The server stores all audio that it receives to the directory configured with the out-dir property in the YAML file. Check that there is actually speech in the audio. Most probably you are just sending it silence, due to some client-side audio configuration issue.

ghost commented 5 years ago

Thanks for the insight. To start up my worker, I had used https://github.com/jcsilva/docker-kaldi-gstreamer-server. The only out-dir config is the one in sample_english_nnet2.yaml, and it's pointed to tmp in the Docker container. Inside tmp, the only content is pip_build_root and no audio files.

At the same time, I know my client side audio configuration is working because your mob demo works fine. Therefore the issue must be the connection between my Node server and the Kaldi server.

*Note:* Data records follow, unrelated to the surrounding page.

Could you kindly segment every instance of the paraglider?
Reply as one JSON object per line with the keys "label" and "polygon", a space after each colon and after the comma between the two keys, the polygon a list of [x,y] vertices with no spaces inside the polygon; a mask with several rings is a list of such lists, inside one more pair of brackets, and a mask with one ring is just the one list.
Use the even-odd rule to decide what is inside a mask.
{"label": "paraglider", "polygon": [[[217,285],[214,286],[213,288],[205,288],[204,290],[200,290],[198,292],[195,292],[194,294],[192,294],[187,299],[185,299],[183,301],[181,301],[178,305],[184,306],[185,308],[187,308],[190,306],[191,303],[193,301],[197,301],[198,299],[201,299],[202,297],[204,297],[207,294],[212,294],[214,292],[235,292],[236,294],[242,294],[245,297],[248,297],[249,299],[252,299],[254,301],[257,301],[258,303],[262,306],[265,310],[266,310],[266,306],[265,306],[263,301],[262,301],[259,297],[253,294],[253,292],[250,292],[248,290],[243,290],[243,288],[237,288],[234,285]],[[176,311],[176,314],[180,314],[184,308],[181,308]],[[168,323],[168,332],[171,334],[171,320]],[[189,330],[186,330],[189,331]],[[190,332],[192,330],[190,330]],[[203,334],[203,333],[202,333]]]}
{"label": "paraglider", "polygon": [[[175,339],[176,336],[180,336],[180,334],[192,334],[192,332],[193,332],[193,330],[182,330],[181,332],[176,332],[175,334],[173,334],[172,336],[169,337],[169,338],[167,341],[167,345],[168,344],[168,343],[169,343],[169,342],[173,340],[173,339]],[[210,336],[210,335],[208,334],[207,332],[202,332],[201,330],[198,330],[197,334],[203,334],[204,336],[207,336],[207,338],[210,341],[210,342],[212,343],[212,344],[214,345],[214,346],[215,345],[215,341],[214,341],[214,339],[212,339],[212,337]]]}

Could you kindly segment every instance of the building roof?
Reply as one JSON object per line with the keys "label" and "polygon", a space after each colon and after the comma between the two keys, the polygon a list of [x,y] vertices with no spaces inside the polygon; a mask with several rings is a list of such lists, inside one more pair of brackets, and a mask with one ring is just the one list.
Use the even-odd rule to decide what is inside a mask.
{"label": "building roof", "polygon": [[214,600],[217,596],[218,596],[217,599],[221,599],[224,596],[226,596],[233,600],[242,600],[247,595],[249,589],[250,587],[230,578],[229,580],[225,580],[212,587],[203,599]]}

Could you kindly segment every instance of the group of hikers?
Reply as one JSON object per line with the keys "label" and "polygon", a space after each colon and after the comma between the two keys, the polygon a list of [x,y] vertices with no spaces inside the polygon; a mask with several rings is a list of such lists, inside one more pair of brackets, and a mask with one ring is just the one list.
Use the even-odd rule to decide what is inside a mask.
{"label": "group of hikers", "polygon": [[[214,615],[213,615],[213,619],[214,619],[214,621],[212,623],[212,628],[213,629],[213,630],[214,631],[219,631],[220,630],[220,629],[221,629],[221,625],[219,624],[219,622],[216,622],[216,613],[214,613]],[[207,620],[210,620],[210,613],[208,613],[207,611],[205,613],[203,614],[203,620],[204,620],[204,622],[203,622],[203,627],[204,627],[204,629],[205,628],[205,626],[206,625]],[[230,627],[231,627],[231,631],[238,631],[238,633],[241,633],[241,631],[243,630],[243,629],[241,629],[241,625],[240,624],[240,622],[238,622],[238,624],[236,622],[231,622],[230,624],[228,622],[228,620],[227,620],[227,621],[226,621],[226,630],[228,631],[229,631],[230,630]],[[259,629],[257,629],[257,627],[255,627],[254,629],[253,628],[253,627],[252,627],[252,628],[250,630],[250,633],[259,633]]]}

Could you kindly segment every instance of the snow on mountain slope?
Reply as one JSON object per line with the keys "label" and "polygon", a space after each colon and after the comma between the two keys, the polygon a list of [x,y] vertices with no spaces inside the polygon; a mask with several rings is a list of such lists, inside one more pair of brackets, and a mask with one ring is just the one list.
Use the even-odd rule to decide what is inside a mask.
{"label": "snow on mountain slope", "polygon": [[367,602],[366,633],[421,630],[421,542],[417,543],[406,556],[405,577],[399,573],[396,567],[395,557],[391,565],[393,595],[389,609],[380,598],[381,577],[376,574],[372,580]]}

On the Node.js side, I changed the following in dictate.js

var SERVER = "ws://localhost:8080/client/ws/speech";
var SERVER_STATUS = "ws://localhost:8080/client/ws/status";
var REFERENCE_HANDLER = "ws://localhost:8080/client/dynamic/reference";

and in my home page added

option(value='ws://localhost:8080/client/ws/speech|ws://localhost:8080/client/ws/status', selected='selected') localhost

I use localhost because Kaldi is sitting in a container on my local machine. Not sure why this won't work?